Schema validation uses a cascading approach:
1. **Primary** - Full typed Pydantic validation
2. **Fallback** - Enhanced validation with type flexibility
3. **Manual** - String-normalized fallback for ambiguous data
This ensures your pipeline succeeds even with unexpected data variations.
## 🧪 Example Workflow (Conceptual)
- **Source**: JSON/NDJSON ingested through a connector
- **Validate**: Schema-checked with graceful fallback to keep data flowing
- **Transform**: Key casing/normalization applied; transformation metadata added
- **Store**: Written to the configured output target
- **Observe**: Live dashboard shows task progress, retries, and data diffs
Note: Transformation automatically adds lineage metadata fields whose key casing matches the selected `transform_mode`.
## 🎬 Demo
### Live Workflow Dashboard
Real-time visualization of agent execution, task dependencies, and data flow:

### Data Transformation Preview
See exactly what changed before and after transformations are applied. Highlighted fields show which keys and values were modified:

Sample transformation exhibited: `lowercase_keys` with `include_transformation_metadata` fields enabled.

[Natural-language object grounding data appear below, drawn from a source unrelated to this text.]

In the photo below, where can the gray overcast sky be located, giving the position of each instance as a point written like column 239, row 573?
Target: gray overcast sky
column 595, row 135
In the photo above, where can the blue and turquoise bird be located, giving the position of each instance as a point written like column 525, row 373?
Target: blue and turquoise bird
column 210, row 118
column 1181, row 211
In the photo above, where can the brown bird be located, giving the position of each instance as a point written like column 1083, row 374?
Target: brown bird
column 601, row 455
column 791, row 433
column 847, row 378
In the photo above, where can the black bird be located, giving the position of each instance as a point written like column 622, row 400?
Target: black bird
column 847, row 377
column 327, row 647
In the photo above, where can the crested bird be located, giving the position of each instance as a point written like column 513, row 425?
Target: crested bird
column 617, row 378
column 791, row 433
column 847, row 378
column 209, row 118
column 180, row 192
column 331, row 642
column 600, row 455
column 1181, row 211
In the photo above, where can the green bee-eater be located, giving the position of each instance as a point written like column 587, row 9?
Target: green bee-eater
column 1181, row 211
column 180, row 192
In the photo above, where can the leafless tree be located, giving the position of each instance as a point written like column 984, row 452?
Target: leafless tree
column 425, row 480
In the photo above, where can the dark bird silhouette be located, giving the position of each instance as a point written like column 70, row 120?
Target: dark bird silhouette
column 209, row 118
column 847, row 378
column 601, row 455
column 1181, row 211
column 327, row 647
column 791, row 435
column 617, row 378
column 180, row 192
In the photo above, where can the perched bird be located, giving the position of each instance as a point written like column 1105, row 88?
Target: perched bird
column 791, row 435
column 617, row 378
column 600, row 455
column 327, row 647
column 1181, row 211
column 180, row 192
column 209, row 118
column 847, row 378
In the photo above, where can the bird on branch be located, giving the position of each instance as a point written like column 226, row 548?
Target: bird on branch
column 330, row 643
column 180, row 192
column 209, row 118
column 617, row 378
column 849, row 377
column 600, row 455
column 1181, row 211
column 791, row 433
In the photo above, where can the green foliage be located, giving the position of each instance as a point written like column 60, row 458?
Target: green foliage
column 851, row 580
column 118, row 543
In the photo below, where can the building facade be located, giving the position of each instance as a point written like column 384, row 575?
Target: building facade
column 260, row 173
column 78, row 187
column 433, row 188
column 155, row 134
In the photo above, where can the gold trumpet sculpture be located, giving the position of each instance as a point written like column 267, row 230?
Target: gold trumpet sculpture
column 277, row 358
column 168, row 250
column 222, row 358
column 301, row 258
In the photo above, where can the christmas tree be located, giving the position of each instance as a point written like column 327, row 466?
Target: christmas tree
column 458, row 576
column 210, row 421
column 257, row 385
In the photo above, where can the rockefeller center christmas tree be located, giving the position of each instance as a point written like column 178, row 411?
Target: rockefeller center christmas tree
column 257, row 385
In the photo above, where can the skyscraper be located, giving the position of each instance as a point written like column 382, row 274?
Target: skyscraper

## 💪🏼 Quality & Reliability
- **Comprehensive testing**: 21 end-to-end scenario tests + 12 unit tests validate all agents, connectors, and transformation modes
- **Continuous verification**: Automated CI/CD pipeline (GitHub Actions) with static type checking, linting, and coverage reporting (Coveralls)
- **Production-ready resilience**: Built-in retries, automatic dependency ordering, stall detection, and graceful validation fallback
- **Observable & maintainable**: Full-stack observability through live dashboard; clean, modular architecture for long-term maintenance
## :pencil: License
All rights reserved.
This source code is proprietary. Unauthorized copying, modification, distribution, or use is prohibited without explicit permission from the author.